Il processo si celebra. E, dopo due giorni di "maratona", arriva la sentenza. Il Pm Alberto Sgambati, catapultato in udienza all'ultimo momento dal Procuratore Capo Summa ma per nulla intimorito dal clima tesissimo, ha chiesto la condanna ad un mese di reclusione con tutti i benefici. Nell'aula affollata, ormai a sera, mentre il Pretore Bruno Costantini sta tenendo la camera di consiglio non nella saletta attigua, come è prassi, bensì nel suo ufficio nell'altra ala del Palazzaccio, dico ad un collega: "Li assolvono".

"Che ne sai?" mi fa lui.

"Vedi, sono arrivati tutti i big- rispondo- non sarebbero mai venuti a rischiare di prendere una condanna in faccia".

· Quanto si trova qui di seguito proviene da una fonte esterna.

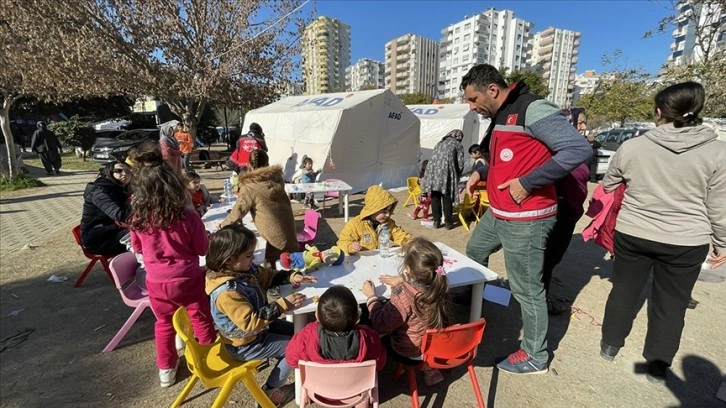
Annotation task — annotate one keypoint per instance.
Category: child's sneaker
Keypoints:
(281, 395)
(522, 363)
(432, 376)
(168, 376)
(180, 345)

Li assolvono. Così inizio la mia cronaca di quella storica serata:

"In nome del popolo italiano, il pretore dell'Aquila assol...". Il dottor Costantini, ieri sera, non è riuscito a finire di leggere la sentenza. Nella piccola e gremitissima aula della Pretura è scoppiata un'ovazione. E davanti alle telecamere ed ai flash, molti amici di partito sono scoppiati in lacrime nell'abbracciare, al banco degli imputati, il sindaco Lombardi e l'ex assessore Mucciante. "È finita, è finita" ha detto, piangendo, l'onorevole Ricciuti. "Ce la pagheranno" ha detto qualcuno. (26)

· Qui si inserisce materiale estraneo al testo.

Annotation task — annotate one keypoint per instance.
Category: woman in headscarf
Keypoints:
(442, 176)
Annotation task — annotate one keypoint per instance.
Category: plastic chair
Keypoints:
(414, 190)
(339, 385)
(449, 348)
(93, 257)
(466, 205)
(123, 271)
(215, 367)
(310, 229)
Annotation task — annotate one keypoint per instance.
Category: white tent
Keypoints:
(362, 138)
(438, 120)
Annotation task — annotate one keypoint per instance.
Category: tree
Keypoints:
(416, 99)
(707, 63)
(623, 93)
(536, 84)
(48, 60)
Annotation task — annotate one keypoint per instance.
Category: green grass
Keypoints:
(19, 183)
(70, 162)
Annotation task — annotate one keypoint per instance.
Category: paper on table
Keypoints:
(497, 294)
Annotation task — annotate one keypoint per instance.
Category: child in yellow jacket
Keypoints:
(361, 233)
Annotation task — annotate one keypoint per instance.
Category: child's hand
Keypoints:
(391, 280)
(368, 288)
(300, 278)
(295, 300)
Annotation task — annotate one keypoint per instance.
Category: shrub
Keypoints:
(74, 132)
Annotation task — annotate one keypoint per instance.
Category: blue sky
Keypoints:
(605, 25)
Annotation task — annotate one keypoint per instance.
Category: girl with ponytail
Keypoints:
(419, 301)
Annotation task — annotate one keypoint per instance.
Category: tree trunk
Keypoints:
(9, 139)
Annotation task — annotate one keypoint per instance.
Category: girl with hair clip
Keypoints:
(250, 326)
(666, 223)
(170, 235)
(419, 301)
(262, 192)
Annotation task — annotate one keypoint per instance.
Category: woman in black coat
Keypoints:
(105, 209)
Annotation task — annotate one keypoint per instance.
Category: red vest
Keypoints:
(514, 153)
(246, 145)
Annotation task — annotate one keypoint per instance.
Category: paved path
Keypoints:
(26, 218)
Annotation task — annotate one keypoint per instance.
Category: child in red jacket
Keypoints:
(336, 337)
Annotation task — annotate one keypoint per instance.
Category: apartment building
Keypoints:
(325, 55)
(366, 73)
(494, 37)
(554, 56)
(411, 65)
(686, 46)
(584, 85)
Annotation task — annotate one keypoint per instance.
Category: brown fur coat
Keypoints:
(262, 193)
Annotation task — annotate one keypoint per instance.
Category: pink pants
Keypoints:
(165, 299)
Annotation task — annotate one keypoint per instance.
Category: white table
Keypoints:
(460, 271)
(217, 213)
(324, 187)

Altro che finita! Le polemiche diventano incandescenti. Scrive, in una nota di commento, l'avvocato Francesco Carli (difensore della parte offesa):

Il "pasticcio" del processo al sindaco si è, dunque, consumato. È stata pronunciata una sentenza chiesta ed ottenuta. A bocce ferme credo si possano fare alcune serene riflessioni. Non è stato un gran bello spettacolo: la scena è stata dominata da sicumera, da spocchia, dall'iperattività di una corte dei miracoli (quella sì trasversale, trasversalissima!) babbea ed arrogante. C'è stata un po' di delusione per l'estrema timidezza del Pci (anzi de "La Cosa") e per l'imbarazzo del Psi. S'è visto, però anche qualcosa di confortante e, forse, di inatteso. Mi riferisco alla reazione di tutti quelli che non hanno voluto starci, che non hanno voluto subire in silenzio la sopraffazione, che hanno segnalato a voce piena la sperequazione. Mi riferisco ai ragazzi ed ai giovani avvocati che hanno ironizzato sulla tronfiaggine. E quindi, nonostante le consorterie dei nuovi ricchi e gli avvocati che insultano, nonostante le Perdonanze e le "Pallocche" in piazza, questa città ha mostrato qualche zona ancora assolata e verace. Speriamo bene. (27)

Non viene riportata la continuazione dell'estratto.